If going green is a Herculean task in itself, it is one with three massive challenges, just like Cerberus the three headed dog (who looks a bit of a poodle in this classic woodcut, but never mind). Those three slavering jaws that could wreck your efforts are:

1. The Supply Chain

For most organisations, the supply chain is the biggest part of your carbon/ecological footprint. With complex, global chains, it is very hard to trace where materials and components come from. For example, huge number of big brands have black-listed paper giant APP for their destruction of rainforest, but the company hasn't gone bust, so it is almost certain its products are finding their way to the consumer through some circuitous route. Likewise if you want to develop greener products or install greener technologies, you will often find the supply chains are weak - low quality, high prices, low reliability. This will change over time as demand rises, but it is currently a serious brake on progress.

2. Company Culture

It is very telling that at least 80% of my work this year has involved engaging with clients' staff to get their buy-in to sustainability. Without that buy-in - from the boardroom table to the guy sweeping the yard - green programmes will stall. This is where real leadership and hard graft are required - it is not easy. (Don't forget to check out my guide to fostering green behaviour at work.)

3. Consumer Behaviour

Whether you are selling houses, kettles or washing powders, the biggest factor that will determine their environmental impact is how they are used by the consumer (or other end user).
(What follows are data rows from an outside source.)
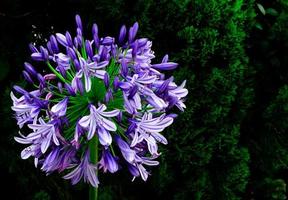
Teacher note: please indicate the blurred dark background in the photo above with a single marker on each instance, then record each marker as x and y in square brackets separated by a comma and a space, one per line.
[230, 143]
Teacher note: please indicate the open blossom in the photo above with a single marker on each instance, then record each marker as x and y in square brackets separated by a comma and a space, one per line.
[98, 97]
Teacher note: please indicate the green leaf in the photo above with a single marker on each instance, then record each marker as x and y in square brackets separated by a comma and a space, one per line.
[272, 11]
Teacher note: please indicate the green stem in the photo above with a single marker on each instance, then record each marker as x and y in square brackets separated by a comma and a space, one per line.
[93, 146]
[56, 73]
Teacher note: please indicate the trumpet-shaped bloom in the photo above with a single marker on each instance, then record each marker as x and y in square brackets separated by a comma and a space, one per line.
[98, 97]
[97, 120]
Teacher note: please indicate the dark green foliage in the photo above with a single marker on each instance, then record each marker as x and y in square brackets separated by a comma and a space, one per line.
[231, 141]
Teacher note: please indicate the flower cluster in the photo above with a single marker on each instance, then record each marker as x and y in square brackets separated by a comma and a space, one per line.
[101, 104]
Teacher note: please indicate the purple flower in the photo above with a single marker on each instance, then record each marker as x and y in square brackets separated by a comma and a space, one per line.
[86, 170]
[165, 66]
[60, 108]
[88, 69]
[97, 74]
[43, 134]
[148, 129]
[122, 34]
[96, 120]
[108, 162]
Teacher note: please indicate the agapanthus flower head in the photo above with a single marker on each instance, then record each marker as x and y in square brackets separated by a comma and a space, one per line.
[100, 104]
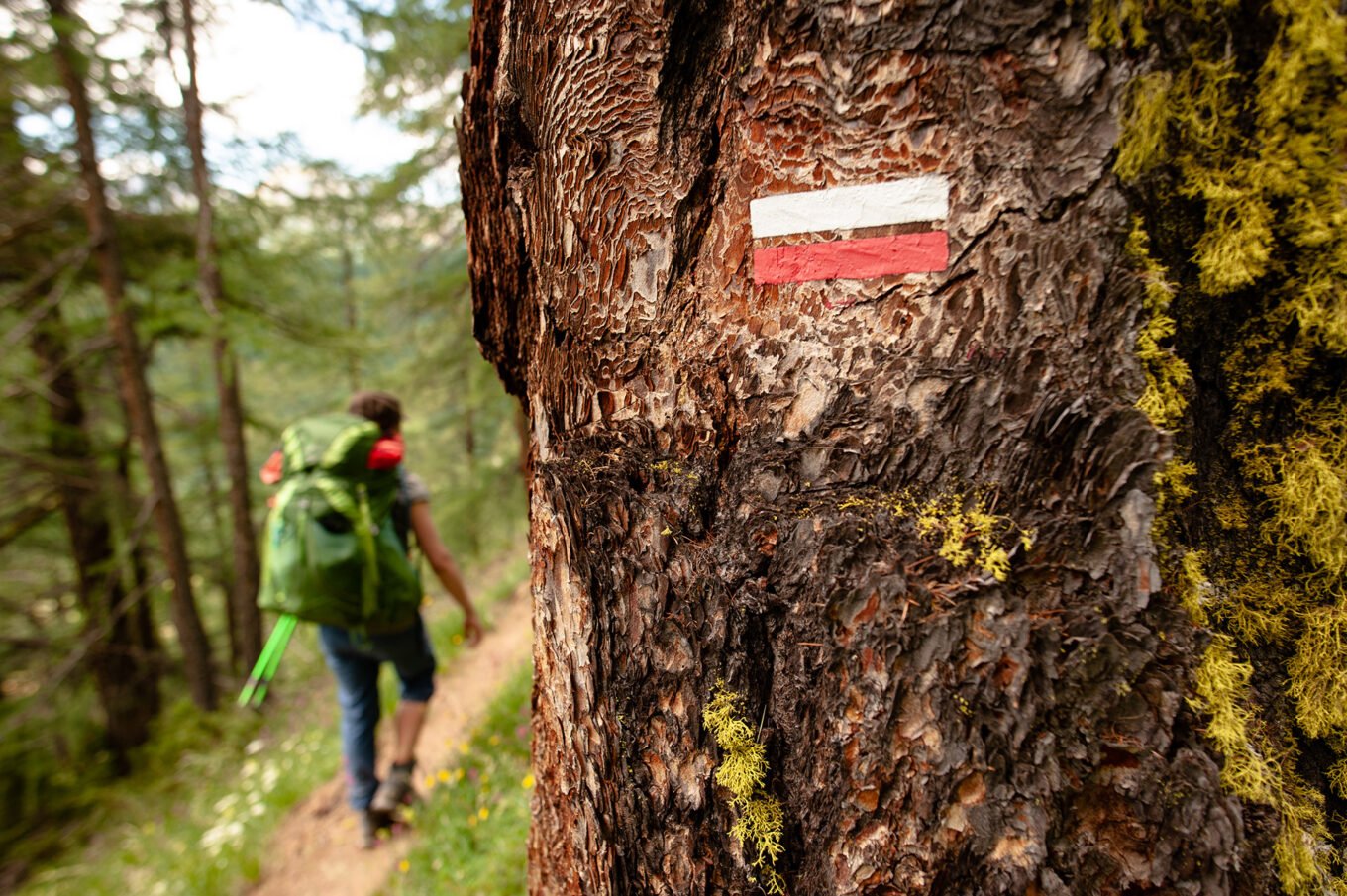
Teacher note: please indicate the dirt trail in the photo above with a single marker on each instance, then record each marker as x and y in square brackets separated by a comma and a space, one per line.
[315, 849]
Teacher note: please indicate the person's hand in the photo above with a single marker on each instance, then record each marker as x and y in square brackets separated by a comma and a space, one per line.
[471, 628]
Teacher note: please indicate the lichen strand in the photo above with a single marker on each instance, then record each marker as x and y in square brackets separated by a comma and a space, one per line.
[1234, 149]
[966, 531]
[744, 773]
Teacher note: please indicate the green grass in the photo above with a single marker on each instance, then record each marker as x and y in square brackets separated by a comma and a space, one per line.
[199, 813]
[473, 828]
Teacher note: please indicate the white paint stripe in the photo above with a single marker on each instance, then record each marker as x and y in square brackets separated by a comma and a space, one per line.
[921, 198]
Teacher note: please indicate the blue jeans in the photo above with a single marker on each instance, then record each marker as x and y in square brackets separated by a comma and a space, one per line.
[355, 659]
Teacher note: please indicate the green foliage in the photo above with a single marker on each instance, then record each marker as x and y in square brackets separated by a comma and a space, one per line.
[1237, 149]
[210, 788]
[473, 829]
[743, 771]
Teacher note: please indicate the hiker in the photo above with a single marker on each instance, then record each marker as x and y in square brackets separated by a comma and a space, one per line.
[356, 655]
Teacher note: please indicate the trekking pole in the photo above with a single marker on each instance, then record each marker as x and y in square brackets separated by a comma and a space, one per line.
[255, 691]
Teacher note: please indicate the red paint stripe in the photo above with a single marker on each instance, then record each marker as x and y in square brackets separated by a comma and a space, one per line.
[853, 258]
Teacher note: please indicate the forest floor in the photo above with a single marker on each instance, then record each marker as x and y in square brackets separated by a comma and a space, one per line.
[317, 846]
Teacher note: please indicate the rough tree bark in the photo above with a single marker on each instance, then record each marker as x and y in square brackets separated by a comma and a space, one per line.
[244, 616]
[131, 375]
[713, 457]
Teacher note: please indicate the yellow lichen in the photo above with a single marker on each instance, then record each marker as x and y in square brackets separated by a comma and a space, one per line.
[1253, 145]
[743, 771]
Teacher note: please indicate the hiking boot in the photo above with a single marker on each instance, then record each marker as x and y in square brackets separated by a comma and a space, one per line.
[395, 790]
[370, 824]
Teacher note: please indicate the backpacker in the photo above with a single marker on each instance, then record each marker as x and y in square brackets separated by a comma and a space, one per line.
[332, 551]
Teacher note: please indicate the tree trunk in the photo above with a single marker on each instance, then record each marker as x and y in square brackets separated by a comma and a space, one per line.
[131, 375]
[143, 615]
[244, 616]
[127, 676]
[777, 485]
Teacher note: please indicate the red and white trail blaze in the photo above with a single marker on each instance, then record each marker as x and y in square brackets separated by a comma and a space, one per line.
[920, 200]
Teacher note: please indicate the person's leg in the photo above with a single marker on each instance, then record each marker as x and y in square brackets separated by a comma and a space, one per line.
[358, 694]
[407, 724]
[414, 660]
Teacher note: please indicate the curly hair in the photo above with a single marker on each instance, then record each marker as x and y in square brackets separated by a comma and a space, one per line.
[380, 407]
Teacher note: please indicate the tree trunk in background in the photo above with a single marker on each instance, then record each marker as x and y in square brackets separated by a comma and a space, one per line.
[143, 615]
[127, 676]
[135, 389]
[244, 616]
[718, 465]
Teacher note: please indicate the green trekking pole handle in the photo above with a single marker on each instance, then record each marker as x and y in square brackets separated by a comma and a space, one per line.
[255, 691]
[290, 622]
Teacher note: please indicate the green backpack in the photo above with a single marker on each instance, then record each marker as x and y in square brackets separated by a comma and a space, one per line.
[332, 552]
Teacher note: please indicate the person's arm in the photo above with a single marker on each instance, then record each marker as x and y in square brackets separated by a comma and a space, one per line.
[445, 568]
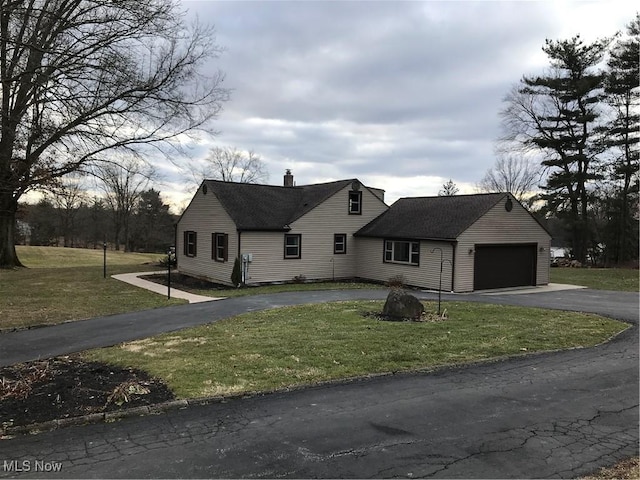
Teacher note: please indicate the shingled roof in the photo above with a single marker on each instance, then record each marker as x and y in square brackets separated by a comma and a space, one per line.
[431, 218]
[268, 207]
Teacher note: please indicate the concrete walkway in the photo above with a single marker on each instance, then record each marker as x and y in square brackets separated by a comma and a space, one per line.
[134, 279]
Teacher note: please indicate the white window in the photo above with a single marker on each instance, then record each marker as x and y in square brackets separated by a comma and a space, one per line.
[340, 243]
[190, 243]
[292, 246]
[355, 203]
[402, 251]
[220, 251]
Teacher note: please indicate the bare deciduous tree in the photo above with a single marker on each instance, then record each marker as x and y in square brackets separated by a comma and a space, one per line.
[230, 165]
[514, 174]
[123, 183]
[80, 77]
[449, 189]
[67, 196]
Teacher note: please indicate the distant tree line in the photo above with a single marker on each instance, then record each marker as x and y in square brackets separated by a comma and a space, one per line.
[574, 131]
[70, 218]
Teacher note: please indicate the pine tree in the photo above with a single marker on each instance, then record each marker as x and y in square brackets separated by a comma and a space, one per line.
[621, 138]
[556, 115]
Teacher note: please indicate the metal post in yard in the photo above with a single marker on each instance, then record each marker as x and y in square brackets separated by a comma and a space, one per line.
[169, 274]
[104, 262]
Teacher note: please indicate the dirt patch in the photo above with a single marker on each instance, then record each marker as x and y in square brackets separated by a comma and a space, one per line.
[181, 281]
[64, 387]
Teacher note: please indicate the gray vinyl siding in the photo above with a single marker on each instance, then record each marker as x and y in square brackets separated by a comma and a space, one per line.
[371, 265]
[206, 216]
[498, 226]
[317, 229]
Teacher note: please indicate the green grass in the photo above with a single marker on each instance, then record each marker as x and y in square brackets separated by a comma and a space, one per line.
[302, 345]
[289, 287]
[618, 279]
[64, 284]
[58, 257]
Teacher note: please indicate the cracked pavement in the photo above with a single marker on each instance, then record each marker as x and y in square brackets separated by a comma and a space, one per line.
[552, 415]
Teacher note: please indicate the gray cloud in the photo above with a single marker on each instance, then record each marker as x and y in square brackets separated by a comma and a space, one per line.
[380, 89]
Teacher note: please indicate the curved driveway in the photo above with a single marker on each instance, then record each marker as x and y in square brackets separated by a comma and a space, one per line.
[555, 415]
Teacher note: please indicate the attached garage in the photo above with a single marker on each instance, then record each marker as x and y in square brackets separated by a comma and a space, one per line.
[501, 266]
[477, 242]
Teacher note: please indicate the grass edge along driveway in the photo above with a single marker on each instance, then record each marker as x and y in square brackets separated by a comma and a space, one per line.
[310, 344]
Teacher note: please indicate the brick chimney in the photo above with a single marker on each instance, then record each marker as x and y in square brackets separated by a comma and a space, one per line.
[288, 179]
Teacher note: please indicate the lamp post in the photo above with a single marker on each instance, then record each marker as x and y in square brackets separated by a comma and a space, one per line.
[440, 285]
[104, 259]
[169, 273]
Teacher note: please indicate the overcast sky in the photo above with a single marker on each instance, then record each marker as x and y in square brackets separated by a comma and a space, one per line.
[402, 95]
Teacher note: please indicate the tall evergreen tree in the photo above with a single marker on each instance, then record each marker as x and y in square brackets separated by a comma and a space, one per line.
[556, 115]
[621, 137]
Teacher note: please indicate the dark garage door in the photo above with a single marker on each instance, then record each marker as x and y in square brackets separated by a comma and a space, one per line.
[500, 266]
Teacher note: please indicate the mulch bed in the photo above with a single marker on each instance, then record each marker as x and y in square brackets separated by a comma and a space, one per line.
[179, 280]
[68, 386]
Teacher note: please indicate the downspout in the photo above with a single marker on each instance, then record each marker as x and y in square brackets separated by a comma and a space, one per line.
[454, 246]
[242, 272]
[175, 242]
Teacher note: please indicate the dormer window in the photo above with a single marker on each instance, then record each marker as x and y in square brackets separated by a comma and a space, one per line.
[355, 203]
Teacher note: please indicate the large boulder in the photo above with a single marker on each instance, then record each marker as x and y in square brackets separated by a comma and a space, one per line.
[401, 305]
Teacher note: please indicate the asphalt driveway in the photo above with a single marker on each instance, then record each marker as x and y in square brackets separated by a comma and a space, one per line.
[555, 415]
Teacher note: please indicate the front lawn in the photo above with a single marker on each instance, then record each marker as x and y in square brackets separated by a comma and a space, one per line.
[303, 345]
[617, 279]
[63, 284]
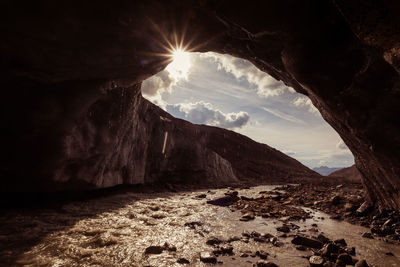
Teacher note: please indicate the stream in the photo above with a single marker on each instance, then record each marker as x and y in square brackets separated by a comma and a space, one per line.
[116, 230]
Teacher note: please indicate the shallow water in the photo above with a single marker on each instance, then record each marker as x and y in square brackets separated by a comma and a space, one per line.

Proctor & Gamble may have developed Ariel Excel Gel (aka Tide Coldwater) which will wash clothes at 15°C, but all their work will be in vain if the consumers' dials drift back up to 40°C. A zero carbon house won't be a zero carbon house if the doors are left open in mid-winter with an electric fire blazing in every room. Persuading those people to buy your green product and then use it correctly is a function of marketing, product design and clever messaging.

Big challenges indeed - worthy of a true superhero. Hercules used strength, guile and determination to complete his tasks - virtues required of the successful green business leader, too.